The moment she caught herself thinking that, she knew something was deeply wrong.

She wasn't in pain — not exactly. But her body felt as though it might come apart at any moment, as though her bones had been replaced with something brittle and hollow. The pack of wolves — because that was what they were, enormous wolves with riders on their backs — tore through the forest at a speed that turned the trees into a green-brown smear, and every jarring stride threatened to shake her into pieces.

By the time the venom began to clear and her thoughts sharpened, she found herself sitting in a quiet forest clearing, the sounds of the cave and the serpent already impossibly distant.

The people who had brought her here were... remarkable.

They were taller than ordinary humans — significantly so — with bodies that radiated a coiled, predatory strength even in stillness. Before they melted back into the forest, every one of them had paused to look at Juliet, their gazes carrying something she couldn't identify. Not hostility. Not pity. Something older than either.

"You *are* Juliet, aren't you?"

Two of them remained. They stood over her — one man, one woman — looking down with expressions that couldn't have been more different.

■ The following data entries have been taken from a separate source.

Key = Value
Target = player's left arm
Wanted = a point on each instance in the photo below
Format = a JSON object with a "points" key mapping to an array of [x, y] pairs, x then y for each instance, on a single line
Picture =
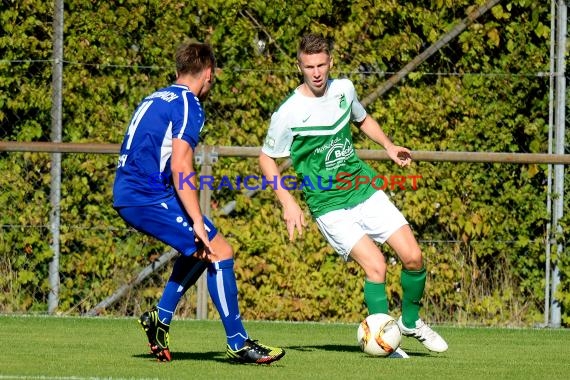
{"points": [[400, 155]]}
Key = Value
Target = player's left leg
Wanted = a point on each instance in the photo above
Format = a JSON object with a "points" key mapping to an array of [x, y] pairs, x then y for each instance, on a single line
{"points": [[413, 279], [223, 291]]}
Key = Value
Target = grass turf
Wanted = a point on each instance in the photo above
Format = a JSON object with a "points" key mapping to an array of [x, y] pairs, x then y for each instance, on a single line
{"points": [[37, 347]]}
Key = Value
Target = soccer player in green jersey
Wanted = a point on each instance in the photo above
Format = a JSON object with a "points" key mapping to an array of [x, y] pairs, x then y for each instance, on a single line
{"points": [[312, 127]]}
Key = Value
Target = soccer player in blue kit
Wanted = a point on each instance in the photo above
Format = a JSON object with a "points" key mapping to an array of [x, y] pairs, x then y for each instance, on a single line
{"points": [[155, 192]]}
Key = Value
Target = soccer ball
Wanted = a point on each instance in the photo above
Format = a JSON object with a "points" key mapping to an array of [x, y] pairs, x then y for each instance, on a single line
{"points": [[379, 335]]}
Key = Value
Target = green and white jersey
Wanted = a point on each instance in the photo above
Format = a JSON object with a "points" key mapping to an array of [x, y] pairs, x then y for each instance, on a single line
{"points": [[315, 133]]}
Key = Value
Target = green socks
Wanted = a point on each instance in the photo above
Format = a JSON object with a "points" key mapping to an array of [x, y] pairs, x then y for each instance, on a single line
{"points": [[413, 283], [375, 297]]}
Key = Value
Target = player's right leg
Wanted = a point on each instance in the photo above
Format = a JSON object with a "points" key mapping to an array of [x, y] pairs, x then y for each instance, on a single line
{"points": [[157, 334], [342, 229]]}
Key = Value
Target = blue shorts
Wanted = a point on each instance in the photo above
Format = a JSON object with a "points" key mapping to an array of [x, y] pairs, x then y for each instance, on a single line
{"points": [[168, 222]]}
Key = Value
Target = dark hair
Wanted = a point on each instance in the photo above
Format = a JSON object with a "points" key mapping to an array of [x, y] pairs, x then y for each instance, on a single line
{"points": [[313, 43], [193, 57]]}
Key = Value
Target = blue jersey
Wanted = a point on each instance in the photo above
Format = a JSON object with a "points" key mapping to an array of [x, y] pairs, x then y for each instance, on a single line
{"points": [[143, 174]]}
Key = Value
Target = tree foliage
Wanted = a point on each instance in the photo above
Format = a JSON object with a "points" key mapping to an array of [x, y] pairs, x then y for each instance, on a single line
{"points": [[481, 226]]}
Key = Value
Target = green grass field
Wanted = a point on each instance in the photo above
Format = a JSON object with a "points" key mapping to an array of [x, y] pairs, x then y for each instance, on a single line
{"points": [[38, 347]]}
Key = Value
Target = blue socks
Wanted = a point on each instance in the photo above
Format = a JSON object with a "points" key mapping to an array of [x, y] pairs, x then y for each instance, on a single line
{"points": [[223, 291], [187, 270]]}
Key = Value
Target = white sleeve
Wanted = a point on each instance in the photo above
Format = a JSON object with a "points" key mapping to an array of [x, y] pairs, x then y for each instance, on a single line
{"points": [[279, 137]]}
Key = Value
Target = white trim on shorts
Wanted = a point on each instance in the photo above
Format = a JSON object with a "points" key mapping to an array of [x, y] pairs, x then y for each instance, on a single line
{"points": [[376, 217]]}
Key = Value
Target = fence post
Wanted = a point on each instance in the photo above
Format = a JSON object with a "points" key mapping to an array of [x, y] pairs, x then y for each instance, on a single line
{"points": [[55, 171], [205, 157]]}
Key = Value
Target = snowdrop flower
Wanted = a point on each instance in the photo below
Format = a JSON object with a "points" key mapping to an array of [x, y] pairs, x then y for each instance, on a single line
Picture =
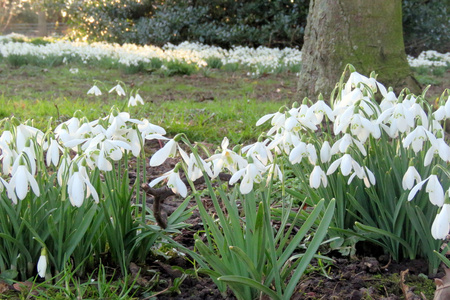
{"points": [[119, 90], [325, 152], [441, 224], [303, 150], [95, 91], [433, 188], [42, 263], [251, 174], [260, 151], [438, 147], [21, 180], [79, 186], [52, 156], [174, 182], [317, 177], [135, 100], [226, 159], [274, 172], [417, 137], [411, 176], [146, 128]]}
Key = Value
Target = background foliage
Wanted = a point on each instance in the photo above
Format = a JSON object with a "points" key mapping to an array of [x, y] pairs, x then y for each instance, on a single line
{"points": [[272, 23], [277, 23]]}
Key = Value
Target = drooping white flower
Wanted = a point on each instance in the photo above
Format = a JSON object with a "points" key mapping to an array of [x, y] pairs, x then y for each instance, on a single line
{"points": [[251, 174], [174, 182], [260, 151], [325, 152], [433, 188], [42, 263], [226, 159], [317, 177], [417, 137], [21, 180], [441, 223], [411, 176], [303, 150], [438, 147], [435, 191], [160, 156], [95, 91], [119, 90], [135, 100], [53, 152]]}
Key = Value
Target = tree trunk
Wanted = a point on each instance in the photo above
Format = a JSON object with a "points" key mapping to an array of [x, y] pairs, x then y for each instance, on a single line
{"points": [[42, 23], [366, 34]]}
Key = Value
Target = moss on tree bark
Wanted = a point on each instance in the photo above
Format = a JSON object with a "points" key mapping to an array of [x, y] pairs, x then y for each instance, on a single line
{"points": [[366, 34]]}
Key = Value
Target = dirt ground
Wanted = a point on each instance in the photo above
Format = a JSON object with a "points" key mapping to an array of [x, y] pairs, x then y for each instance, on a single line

The woman had spoken first. The man's reaction was immediate.

"Don't be so presumptuous, Elsa."

The woman — Elsa — was strikingly beautiful. Tall and long-limbed, with a cascade of golden-brown hair that fell to her waist and eyes that glittered with barely contained excitement.

"You're no fun at all, Nathan." She didn't even glance at him. "This is exactly why you're not popular."

Nathan's eyebrows drew together in a sharp scowl. He was powerfully built — broad-shouldered, thick with muscle, his grayish-brown hair cropped close to his skull. A large, intricate tattoo wound across one shoulder, the only detail that disrupted what would otherwise have been the appearance of a stern, ascetic monk. When he was silent and still, his face held a rough, severe handsomeness.

Elsa murmured something too low for Juliet to catch, then crouched beside her, arms crossed tightly over her chest — as though physically restraining herself from reaching out.

"*Wow.*"

She leaned closer. Her nostrils flared.

"So it's *true*? It really does smell delicious!" Her eyes were shining — actually *shining* — with undisguised delight. "Nathan, can you smell it? She smells like ***strawberries!***"

"...*What?*"

Juliet's muddled brain struggled to reconcile this statement with reality. She was acutely aware of her current condition: caked in dust, drenched in sweat, streaked with blood, and saturated with the fumes of a dead monster. *Strawberries* was not a word that should have applied to any part of her.

"Are you an idiot? That's impossible," Nathan said flatly.

But Elsa was undeterred. She orbited Juliet with shameless enthusiasm, leaning in to sniff at her hair, her shoulder, the crook of her neck — behaving less like a grown woman and more like a child who'd been handed a new toy.

No — more like an ecstatic child who'd just been given a *puppy*.

Slowly, tentatively, Elsa raised a hand and reached toward Juliet's face, her fingers extended and trembling with anticipation.

"***Take your hands off Juliet, Elsa.***"

The voice that cut through the clearing was ice — sharp, absolute, and utterly devoid of warmth.

Elsa snatched her hand back as though she'd touched flame.

"I really didn't do anything!"

"*Disappear.*"

The speaker stepped into Juliet's field of vision.

He was young. Silver hair — pale as moonlight — fell across a face of almost severe beauty. He set down whatever he'd been carrying on his back and straightened, his posture radiating a quiet, controlled authority that had nothing to do with volume and everything to do with *certainty*.

"Go find the others," he said. It was not a request.

Nathan took one look at him and seized Elsa's wrist without a word.

"Let's go."

"But the *smell*—"

Elsa was already being dragged away, but her head remained turned toward Juliet, her gaze clinging like a child being pulled from a window display.

---

Juliet sat motionless in the center of it all, watching the scene unfold as though she were a spectator in someone else's story. The venom still hummed faintly in her veins, dulling the edges of everything, wrapping the world in a soft, dreamlike haze.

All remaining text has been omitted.